Hanya 1% Korporasi Melek AI, tapi Ancaman Siber Makin Gila! IWA 2025 Jadi Alarm Bangun Tidur

JAKARTA – Di sedang gelombang revolusi kecerdasan buatan (AI) yang tersebut mengubah wajah teknologi global, ironi pahit justru menghantam jantung keamanan siber Indonesia. Website web kebanggaan penanganan pandemi, PeduliLindungi.id, yang mana dulunya menjadi benteng pelindung data kebugaran masyarakat, tercoreng oleh invasi konten judi online.
Insiden ini, seolah menjadi tamparan keras pada berada dalam optimisme era digital, sekaligus mengangkat pertanyaan besar: bagaimana peran Teknologi AI pada menghadapi ancaman peretasan kemudian maraknya judi online yang digunakan kian mengganas?
Peristiwa peretasan PeduliLindungi yang dimaksud disusupi konten judi online adalah cerminan nyata betapa rentannya ruang digital kita. Di pada waktu yang mana sama, laporan terbaru McKinsey 2025 menunjukkan kesenjangan besar di adopsi Kecerdasan Buatan di tempat kalangan perusahaan.
Indra Hartawan, VP & Country Manager Exabytes Indonesia, menyampaikan betapa vitalnya peran pengembang web. “Web developer memegang peran krusial di menjaga ruang digital agar tetap memperlihatkan aman juga konstruktif,” kata beliau di tempat acara Indonesia Website Awards (IWA) 2025.

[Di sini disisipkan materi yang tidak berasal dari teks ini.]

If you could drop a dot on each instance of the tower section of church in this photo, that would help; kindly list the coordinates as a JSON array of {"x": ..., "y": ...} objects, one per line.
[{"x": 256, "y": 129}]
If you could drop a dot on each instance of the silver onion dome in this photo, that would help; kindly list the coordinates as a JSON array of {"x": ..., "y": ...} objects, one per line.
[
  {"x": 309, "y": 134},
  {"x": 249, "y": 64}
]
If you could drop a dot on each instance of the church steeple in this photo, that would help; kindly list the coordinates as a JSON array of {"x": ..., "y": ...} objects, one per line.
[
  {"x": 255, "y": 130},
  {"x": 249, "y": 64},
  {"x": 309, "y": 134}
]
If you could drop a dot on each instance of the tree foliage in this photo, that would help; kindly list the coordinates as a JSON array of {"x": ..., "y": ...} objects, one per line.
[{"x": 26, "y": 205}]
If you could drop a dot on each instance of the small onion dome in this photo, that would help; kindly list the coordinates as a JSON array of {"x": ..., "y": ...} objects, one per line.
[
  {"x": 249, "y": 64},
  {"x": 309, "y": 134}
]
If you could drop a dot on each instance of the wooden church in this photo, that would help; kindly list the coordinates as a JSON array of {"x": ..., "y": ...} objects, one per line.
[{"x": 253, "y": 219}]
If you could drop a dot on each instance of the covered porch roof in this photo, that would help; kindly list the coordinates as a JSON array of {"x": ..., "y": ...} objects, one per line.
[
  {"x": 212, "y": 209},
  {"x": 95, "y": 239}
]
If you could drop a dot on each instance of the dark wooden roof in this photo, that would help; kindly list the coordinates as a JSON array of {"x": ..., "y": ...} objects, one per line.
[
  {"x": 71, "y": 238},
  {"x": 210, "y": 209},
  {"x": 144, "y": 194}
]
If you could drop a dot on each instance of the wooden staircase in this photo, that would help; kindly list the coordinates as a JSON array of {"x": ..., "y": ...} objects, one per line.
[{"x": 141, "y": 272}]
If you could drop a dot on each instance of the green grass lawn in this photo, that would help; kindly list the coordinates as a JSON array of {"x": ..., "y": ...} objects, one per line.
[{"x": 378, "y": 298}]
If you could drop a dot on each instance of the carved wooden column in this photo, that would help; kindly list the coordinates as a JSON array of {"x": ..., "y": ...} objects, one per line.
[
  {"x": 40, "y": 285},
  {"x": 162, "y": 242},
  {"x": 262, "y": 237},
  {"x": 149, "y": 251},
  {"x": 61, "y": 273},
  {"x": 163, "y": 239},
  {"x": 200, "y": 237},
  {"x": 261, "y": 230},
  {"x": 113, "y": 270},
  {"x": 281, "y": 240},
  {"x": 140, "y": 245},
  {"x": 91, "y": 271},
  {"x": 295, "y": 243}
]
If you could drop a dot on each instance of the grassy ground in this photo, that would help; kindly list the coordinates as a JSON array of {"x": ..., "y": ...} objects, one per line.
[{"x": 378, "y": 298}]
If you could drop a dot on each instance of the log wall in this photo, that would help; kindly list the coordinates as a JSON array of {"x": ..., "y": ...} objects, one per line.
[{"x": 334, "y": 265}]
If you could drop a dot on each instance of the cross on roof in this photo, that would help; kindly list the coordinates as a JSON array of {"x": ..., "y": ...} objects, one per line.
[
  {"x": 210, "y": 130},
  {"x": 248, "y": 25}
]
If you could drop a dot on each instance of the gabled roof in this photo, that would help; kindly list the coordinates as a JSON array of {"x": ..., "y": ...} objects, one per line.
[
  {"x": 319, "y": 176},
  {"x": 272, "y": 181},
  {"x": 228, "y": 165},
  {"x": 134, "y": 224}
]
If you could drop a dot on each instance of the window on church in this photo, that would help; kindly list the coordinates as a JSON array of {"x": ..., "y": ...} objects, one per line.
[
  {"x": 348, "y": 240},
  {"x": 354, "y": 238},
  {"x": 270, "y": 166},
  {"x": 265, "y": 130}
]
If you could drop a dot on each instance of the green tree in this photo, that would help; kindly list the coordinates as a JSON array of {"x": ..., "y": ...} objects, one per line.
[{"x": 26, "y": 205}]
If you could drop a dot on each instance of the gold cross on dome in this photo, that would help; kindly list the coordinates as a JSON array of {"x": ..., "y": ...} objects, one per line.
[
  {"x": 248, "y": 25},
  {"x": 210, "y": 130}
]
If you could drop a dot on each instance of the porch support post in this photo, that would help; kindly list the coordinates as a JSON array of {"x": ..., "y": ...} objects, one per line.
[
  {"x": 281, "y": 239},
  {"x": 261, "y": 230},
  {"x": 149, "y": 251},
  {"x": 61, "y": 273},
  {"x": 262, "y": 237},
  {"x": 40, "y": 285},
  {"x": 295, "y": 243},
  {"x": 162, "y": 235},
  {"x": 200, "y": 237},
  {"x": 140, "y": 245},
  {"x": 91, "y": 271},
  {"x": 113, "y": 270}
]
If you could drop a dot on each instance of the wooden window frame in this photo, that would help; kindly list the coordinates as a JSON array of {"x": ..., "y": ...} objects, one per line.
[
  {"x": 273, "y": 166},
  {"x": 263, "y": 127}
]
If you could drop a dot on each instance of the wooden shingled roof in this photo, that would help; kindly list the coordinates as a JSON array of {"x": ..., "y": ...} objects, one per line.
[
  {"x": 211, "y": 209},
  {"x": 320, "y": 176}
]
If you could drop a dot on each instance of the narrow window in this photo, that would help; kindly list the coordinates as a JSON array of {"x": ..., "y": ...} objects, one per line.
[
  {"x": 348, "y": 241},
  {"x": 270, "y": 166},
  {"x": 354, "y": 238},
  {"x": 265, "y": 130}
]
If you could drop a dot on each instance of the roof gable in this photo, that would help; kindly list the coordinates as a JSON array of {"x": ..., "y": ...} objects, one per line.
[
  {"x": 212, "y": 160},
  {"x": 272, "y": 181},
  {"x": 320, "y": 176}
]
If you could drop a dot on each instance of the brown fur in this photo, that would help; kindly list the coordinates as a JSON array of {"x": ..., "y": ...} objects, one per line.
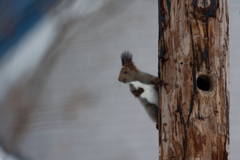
[{"x": 130, "y": 72}]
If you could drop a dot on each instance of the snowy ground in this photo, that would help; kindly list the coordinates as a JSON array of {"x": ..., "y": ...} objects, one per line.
[{"x": 86, "y": 114}]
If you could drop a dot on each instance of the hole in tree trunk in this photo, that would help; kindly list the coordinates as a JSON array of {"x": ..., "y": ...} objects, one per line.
[{"x": 205, "y": 83}]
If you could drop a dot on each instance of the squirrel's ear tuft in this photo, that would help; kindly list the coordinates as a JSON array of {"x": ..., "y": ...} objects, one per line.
[{"x": 126, "y": 58}]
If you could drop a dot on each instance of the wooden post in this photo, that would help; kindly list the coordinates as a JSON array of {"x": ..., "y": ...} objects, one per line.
[{"x": 194, "y": 63}]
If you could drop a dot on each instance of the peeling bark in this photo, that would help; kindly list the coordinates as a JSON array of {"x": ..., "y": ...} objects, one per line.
[{"x": 194, "y": 103}]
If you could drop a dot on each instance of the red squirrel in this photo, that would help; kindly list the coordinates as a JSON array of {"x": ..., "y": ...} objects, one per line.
[{"x": 142, "y": 85}]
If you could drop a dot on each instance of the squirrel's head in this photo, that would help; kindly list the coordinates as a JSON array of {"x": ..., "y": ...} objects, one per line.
[{"x": 128, "y": 71}]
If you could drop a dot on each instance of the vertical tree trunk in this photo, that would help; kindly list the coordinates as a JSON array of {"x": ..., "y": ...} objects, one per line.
[{"x": 194, "y": 63}]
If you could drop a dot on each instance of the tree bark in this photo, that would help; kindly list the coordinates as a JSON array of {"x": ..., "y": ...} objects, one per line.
[{"x": 194, "y": 64}]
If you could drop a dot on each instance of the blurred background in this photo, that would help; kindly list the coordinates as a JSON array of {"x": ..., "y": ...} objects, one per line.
[{"x": 59, "y": 94}]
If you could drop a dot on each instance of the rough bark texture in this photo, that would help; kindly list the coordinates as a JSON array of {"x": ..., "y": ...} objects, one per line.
[{"x": 194, "y": 61}]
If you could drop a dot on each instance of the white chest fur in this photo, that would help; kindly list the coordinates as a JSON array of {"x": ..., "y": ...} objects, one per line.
[{"x": 150, "y": 93}]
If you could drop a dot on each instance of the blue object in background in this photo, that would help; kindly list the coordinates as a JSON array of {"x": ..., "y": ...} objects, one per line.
[{"x": 17, "y": 18}]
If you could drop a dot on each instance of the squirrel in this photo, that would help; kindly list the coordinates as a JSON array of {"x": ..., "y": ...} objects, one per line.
[{"x": 143, "y": 86}]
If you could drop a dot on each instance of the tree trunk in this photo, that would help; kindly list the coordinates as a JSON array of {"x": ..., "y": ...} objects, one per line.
[{"x": 194, "y": 63}]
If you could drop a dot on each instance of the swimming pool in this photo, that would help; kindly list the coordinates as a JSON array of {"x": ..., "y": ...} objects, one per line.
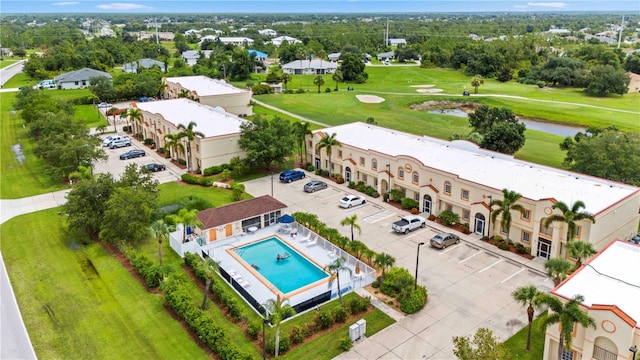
[{"x": 286, "y": 275}]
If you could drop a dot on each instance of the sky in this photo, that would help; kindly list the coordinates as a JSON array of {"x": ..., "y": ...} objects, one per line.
[{"x": 312, "y": 6}]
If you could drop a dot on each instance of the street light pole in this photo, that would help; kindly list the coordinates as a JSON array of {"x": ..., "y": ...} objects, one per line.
[{"x": 415, "y": 285}]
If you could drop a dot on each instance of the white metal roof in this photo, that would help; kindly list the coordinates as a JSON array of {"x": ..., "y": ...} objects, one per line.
[
  {"x": 494, "y": 170},
  {"x": 610, "y": 278},
  {"x": 205, "y": 86},
  {"x": 211, "y": 121}
]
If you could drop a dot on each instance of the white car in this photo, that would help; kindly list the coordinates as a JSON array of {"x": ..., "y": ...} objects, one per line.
[{"x": 351, "y": 200}]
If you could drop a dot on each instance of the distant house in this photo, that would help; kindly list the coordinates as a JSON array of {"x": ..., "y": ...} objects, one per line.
[
  {"x": 133, "y": 67},
  {"x": 79, "y": 79},
  {"x": 310, "y": 67}
]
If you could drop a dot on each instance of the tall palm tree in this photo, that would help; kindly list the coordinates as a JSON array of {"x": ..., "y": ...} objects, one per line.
[
  {"x": 567, "y": 315},
  {"x": 334, "y": 268},
  {"x": 277, "y": 313},
  {"x": 190, "y": 134},
  {"x": 569, "y": 216},
  {"x": 173, "y": 143},
  {"x": 580, "y": 250},
  {"x": 210, "y": 268},
  {"x": 159, "y": 230},
  {"x": 558, "y": 269},
  {"x": 384, "y": 262},
  {"x": 301, "y": 129},
  {"x": 351, "y": 221},
  {"x": 505, "y": 206},
  {"x": 527, "y": 296},
  {"x": 327, "y": 143}
]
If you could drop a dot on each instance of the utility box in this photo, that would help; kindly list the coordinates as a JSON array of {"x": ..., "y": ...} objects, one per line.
[
  {"x": 362, "y": 326},
  {"x": 354, "y": 332}
]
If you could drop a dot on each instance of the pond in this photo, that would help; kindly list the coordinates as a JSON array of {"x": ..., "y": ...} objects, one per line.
[{"x": 548, "y": 127}]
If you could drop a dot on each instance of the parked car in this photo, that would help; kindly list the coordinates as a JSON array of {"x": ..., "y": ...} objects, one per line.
[
  {"x": 443, "y": 240},
  {"x": 314, "y": 185},
  {"x": 351, "y": 200},
  {"x": 409, "y": 223},
  {"x": 132, "y": 154},
  {"x": 155, "y": 167},
  {"x": 291, "y": 175}
]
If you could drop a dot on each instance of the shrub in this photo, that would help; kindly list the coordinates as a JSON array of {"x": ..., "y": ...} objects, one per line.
[{"x": 449, "y": 217}]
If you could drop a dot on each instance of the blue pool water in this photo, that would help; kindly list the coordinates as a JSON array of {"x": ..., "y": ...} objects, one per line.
[{"x": 287, "y": 274}]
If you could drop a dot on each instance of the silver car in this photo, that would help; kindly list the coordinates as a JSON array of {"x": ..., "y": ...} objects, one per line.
[{"x": 443, "y": 240}]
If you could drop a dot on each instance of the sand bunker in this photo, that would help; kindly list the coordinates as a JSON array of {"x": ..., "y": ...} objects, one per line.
[
  {"x": 369, "y": 99},
  {"x": 429, "y": 91}
]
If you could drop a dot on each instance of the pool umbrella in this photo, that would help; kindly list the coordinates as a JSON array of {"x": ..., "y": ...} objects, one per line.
[{"x": 286, "y": 219}]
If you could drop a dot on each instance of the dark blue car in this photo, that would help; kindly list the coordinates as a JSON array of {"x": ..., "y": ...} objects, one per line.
[{"x": 291, "y": 175}]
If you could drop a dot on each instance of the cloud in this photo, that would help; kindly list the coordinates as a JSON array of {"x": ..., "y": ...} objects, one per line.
[
  {"x": 122, "y": 6},
  {"x": 557, "y": 5}
]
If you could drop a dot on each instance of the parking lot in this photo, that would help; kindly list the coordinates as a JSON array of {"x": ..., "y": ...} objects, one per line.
[{"x": 469, "y": 284}]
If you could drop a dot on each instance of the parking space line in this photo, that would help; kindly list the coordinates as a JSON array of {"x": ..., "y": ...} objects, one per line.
[
  {"x": 463, "y": 260},
  {"x": 490, "y": 266},
  {"x": 507, "y": 279}
]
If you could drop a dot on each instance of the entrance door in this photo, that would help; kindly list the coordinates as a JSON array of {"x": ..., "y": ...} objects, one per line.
[{"x": 544, "y": 248}]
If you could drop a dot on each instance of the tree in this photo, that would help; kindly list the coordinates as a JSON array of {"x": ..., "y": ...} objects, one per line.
[
  {"x": 300, "y": 130},
  {"x": 210, "y": 268},
  {"x": 351, "y": 221},
  {"x": 266, "y": 142},
  {"x": 159, "y": 230},
  {"x": 505, "y": 206},
  {"x": 337, "y": 77},
  {"x": 527, "y": 296},
  {"x": 558, "y": 269},
  {"x": 277, "y": 313},
  {"x": 328, "y": 142},
  {"x": 334, "y": 268},
  {"x": 318, "y": 81},
  {"x": 569, "y": 216},
  {"x": 567, "y": 315},
  {"x": 384, "y": 262},
  {"x": 190, "y": 134},
  {"x": 484, "y": 346},
  {"x": 476, "y": 81}
]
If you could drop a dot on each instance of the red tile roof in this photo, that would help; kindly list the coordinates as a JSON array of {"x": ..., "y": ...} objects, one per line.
[{"x": 239, "y": 211}]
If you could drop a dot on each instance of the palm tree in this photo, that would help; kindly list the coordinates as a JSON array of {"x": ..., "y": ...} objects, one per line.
[
  {"x": 173, "y": 143},
  {"x": 159, "y": 230},
  {"x": 580, "y": 250},
  {"x": 384, "y": 262},
  {"x": 352, "y": 222},
  {"x": 569, "y": 216},
  {"x": 210, "y": 268},
  {"x": 505, "y": 206},
  {"x": 527, "y": 296},
  {"x": 301, "y": 129},
  {"x": 558, "y": 269},
  {"x": 189, "y": 133},
  {"x": 567, "y": 315},
  {"x": 328, "y": 142},
  {"x": 337, "y": 77},
  {"x": 278, "y": 312},
  {"x": 318, "y": 81}
]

“Di berada dalam meningkatnya tindakan hukum peretasan situs yang dimaksud disalahgunakan untuk judi online, para developer pada Indonesia menunjukkan kemampuan beradaptasi yang tersebut luar biasa. Mereka mulai memanfaatkan teknologi Artificial Intelligence untuk meningkatkan produktivitas—mulai deteksi kesalahan kode, pembuatan konten lebih besar cepat dengan generative AI, hingga pengujian keamanan dengan deteksi dan juga pencegahan serangan siber secara otomatis,” ungkap Indra.
Ini menegaskan bahwa Artificial Intelligence bukanlah hanya sekali tentang efisiensi, tetapi juga perisai pada menghadapi ancaman siber.
Namun, pada berada dalam gelombang Teknologi AI yang digunakan memukau, sebuah pengingat penting datang dari Peter Kambey, juri IWA 2024. “AI bukanlah pilot utama. Manusialah yang tersebut harus tetap memperlihatkan memegang kendali. Teknologi AI adalah co-pilot—alat bantu, bukanlah pengganti. Kendali kreativitas, intuisi, juga tindakan strategis tetap memperlihatkan harus pada tangan kita,” tegasnya.